When looking at the chart above margins are still in a fair range for Darden, but are down versus 2012. In the chart below due to lower margins and operating challenges, I believe that Darden's price will move closer to (the blue line) as Darden is still facing challenging, but favorable operating conditions.
Besides Darden's Red Lobster and Olive Garden restaurants, one cannot also forget Longhorn Steakhouse. LongHorn was owned by RARE Hospitality before being acquired by Darden in August 2007. Longhorn is behind Red Lobster and Olive garden in terms of sales and unit sales. Since only being with Darden for a little over five years the Longhorn brand has done well in terms of sales with almost half of the number of restaurants Red Lobster and Olive Garden have. While growth will be slower for newer Red Lobsters and Oliver Gardens I believe there is still more room for Longhorn to grow. LongHorn's landscape geography is mostly in the eastern half of the United States and generally offers a similar price point to a Red Lobster restaurant. LongHorn also has menu mix pricing power as the chain offers a mixture of higher end food (fish, chicken, ribs and seafood), while still keeping their brand identity as a steakhouse. Darden's specialty restaurant group that includes Bahama Breeze, Capital Grille, Eddie V's and Yardhouse generally have catered to upper middle income/upper income consumers that are not as price conscious and where check averages are higher than Red Lobster and Olive Garden. I believe the restaurant specialty group is the hidden gem inside of Darden that does not need explosive growth in order to grow sales. The specialty group of restaurants can generally be more selective on geographic locations for growth opportunities and can withstand competition from other casual/quick casual restaurants due to lower competition for the upper income diner. While I believe growth will be slowing down for newer Red Lobsters and Olive Gardens, the takeaway is that there still is plenty of room for Longhorn and the restaurant specialty group to expand in the United States. This can add to a favorable sales mix if one or more brands of Darden struggle to meet expectations.

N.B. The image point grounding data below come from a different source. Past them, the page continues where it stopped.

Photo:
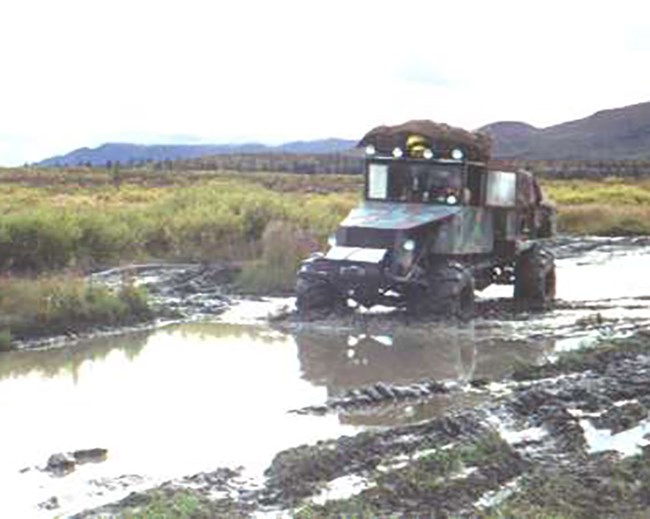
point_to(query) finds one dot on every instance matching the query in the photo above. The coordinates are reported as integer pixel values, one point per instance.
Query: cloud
(77, 73)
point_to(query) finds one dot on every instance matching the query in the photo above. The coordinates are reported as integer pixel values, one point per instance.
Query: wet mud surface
(513, 414)
(529, 450)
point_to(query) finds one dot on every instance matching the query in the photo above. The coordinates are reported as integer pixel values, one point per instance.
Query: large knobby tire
(535, 278)
(316, 296)
(448, 290)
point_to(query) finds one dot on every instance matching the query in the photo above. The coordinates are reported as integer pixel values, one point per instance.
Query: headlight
(408, 245)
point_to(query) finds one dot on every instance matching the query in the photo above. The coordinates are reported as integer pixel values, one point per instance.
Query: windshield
(415, 182)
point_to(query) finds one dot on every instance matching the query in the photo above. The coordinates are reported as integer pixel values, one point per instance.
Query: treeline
(311, 164)
(579, 169)
(351, 164)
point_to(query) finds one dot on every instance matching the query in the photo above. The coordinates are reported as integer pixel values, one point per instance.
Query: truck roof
(440, 138)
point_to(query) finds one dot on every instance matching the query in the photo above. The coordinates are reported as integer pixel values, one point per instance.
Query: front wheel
(316, 296)
(448, 290)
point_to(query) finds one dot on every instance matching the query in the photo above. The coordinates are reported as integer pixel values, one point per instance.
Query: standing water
(195, 397)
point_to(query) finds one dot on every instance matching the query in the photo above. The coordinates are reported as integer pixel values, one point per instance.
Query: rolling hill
(621, 133)
(126, 153)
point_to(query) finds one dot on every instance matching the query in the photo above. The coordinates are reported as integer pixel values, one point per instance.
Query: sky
(77, 73)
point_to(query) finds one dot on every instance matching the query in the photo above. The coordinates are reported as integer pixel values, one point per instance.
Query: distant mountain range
(126, 153)
(622, 133)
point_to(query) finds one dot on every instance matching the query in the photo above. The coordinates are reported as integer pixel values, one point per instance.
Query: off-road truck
(435, 224)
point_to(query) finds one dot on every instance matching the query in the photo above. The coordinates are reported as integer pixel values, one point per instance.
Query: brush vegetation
(51, 221)
(54, 220)
(64, 304)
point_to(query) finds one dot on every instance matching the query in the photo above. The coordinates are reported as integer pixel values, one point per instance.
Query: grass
(611, 207)
(61, 304)
(54, 220)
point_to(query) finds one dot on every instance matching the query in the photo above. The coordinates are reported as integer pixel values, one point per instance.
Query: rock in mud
(49, 504)
(95, 455)
(61, 463)
(621, 418)
(65, 462)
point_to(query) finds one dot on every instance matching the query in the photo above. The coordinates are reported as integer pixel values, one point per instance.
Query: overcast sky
(79, 73)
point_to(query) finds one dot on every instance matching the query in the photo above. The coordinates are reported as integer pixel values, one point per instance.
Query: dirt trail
(558, 433)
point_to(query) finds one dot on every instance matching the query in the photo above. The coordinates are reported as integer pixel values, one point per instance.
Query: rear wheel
(447, 290)
(316, 296)
(535, 277)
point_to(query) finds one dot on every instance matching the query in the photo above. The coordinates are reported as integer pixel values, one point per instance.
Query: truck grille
(363, 237)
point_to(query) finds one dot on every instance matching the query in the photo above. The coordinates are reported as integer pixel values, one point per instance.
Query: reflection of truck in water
(435, 225)
(342, 361)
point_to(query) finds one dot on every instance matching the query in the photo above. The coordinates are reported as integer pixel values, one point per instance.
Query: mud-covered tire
(448, 290)
(535, 277)
(316, 296)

Despite a challenging environment and traffic slowdown, Darden's battle against a changing consumer is one that Darden has faced before. The only difference is Darden's armada of restaurants is growing and the ship may take more time to turn around than in the past. Since mid-January 2010 Darden's share price has traded within a range of between $45-$55 a share and they have constantly increased their dividend.
Darden currently has a 4.6% $2.20 per share dividend that has been great for long-term investors. However, with subdued EPS growth I believe the future for future dividend increases will be small at best/none due to Darden focusing on improving same-store traffic and working on a number of cost saving initiatives. These cost saving initiatives include facilities maintenance and supply chain automation that will help streamline operations and reduce the cost of outsourcing. In the long term, Darden has a management team that is swift to act and admit mistakes when necessary, but in the short term, I remain bearish on Darden and would rather wait for a more attractive opportunity in the low 40's before initiating/adding to a position.